江暖唔了一声,说道:“早上四点朱sir带着一组人过来,给我化妆做造型,忙到六点才结束,然后那群人走了,只剩下朱sir和司机,但我算到一些事情,想要让他联系张导更改出行时间,他不愿意。”

傅长渊没有微微压下:“那他又怎么被你埋在阁楼的花盆里?”

江暖又想了想:“他太吵。”

她语气微顿,紧接着说:“比你还吵。”

傅长渊:“……”

其实是因为朱sir的信仰是基督教,与江暖修行的理念完全相悖。

两人初见就是各种不愉快,但相处时间非常短,两人的基本涵养和拘谨,都让这种相互排斥的感觉不太明显。

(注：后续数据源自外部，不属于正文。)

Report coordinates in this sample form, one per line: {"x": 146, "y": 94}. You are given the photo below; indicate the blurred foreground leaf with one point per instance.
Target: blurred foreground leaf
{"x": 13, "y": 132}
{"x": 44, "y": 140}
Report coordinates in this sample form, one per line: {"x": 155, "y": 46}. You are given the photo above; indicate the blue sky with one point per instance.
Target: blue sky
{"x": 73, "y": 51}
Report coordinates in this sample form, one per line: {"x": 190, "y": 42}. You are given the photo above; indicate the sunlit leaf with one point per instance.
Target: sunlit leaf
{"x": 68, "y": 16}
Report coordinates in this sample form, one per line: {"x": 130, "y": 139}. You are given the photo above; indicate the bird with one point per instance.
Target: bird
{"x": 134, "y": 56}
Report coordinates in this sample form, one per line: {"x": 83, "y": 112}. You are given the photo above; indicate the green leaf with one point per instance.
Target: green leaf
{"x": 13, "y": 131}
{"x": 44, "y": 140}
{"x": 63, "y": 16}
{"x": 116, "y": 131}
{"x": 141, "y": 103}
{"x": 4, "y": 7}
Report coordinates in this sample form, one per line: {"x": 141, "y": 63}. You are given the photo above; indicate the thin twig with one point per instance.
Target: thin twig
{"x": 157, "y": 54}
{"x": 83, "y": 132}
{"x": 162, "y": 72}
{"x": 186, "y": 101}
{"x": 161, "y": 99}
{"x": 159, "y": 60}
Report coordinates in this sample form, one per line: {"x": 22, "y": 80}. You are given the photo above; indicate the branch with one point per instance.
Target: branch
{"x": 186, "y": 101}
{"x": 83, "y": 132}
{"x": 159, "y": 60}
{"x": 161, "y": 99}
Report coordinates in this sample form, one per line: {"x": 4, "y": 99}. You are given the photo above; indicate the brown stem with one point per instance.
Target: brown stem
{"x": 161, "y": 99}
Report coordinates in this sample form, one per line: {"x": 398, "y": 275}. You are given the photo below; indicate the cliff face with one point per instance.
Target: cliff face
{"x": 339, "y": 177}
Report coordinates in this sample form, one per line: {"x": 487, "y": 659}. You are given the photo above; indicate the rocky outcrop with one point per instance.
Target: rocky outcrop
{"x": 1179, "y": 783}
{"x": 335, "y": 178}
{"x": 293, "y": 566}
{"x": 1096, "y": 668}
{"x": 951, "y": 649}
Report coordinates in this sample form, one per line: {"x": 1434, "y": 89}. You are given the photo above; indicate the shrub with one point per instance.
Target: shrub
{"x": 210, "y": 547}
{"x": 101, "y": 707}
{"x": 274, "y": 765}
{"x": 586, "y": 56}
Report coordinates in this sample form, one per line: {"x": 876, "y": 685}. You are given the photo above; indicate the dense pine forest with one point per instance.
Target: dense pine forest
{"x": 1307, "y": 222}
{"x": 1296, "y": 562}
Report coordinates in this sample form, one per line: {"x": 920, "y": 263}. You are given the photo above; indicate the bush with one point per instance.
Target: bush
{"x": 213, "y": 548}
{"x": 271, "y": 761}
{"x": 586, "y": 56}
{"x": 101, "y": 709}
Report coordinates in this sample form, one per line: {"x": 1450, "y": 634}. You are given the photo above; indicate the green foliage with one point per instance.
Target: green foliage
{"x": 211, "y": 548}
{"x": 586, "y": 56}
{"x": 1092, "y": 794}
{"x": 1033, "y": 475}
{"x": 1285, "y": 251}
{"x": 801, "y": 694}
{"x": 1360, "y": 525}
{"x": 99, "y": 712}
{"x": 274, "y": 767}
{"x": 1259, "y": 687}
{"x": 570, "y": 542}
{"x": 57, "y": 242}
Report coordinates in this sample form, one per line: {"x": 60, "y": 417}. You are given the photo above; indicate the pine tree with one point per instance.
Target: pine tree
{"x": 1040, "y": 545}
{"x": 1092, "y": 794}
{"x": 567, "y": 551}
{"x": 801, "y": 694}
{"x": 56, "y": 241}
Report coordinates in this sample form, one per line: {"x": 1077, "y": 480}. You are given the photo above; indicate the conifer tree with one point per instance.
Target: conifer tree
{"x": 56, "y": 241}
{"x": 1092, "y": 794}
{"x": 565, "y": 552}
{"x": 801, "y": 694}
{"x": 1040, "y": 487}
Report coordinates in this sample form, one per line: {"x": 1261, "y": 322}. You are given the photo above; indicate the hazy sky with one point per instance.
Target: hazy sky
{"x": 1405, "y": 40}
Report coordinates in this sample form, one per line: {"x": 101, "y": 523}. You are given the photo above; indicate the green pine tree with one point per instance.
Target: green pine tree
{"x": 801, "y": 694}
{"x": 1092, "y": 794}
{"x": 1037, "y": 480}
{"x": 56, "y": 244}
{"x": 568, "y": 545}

可当许多人都挤在同一个空间里,而朱sir又是一个老大的身份。

叽叽喳喳,这不行,那不行。

化一个妆要几个小时,换一件衣服要好几遍,连蝴蝶结的方向都要调整无数遍。

生性自由散漫的江暖感觉自己的脖子正被一条细细的丝线一点点勒紧,呼吸困难,意识薄弱。

等到所有人走了,江暖才觉得好一点。

然而还没彻底放松,她和朱sir就陷入另一种争执中,她说要更改出行时间,朱sir问为什么,她只能把卦象告诉他,不说还好,说完就像踩住了朱sir的尾巴,他用基督教的那些教规训斥她。

江暖懒得跟他争辩,只好打电话给傅长渊,让他解决。

没想到刚拿起手机,朱sir就把手机抢过去扔在地上,这一瞬间,江暖的怒火彻底被点燃,她二话不说,伸手就是一巴掌,直接把朱sir扇晕过去。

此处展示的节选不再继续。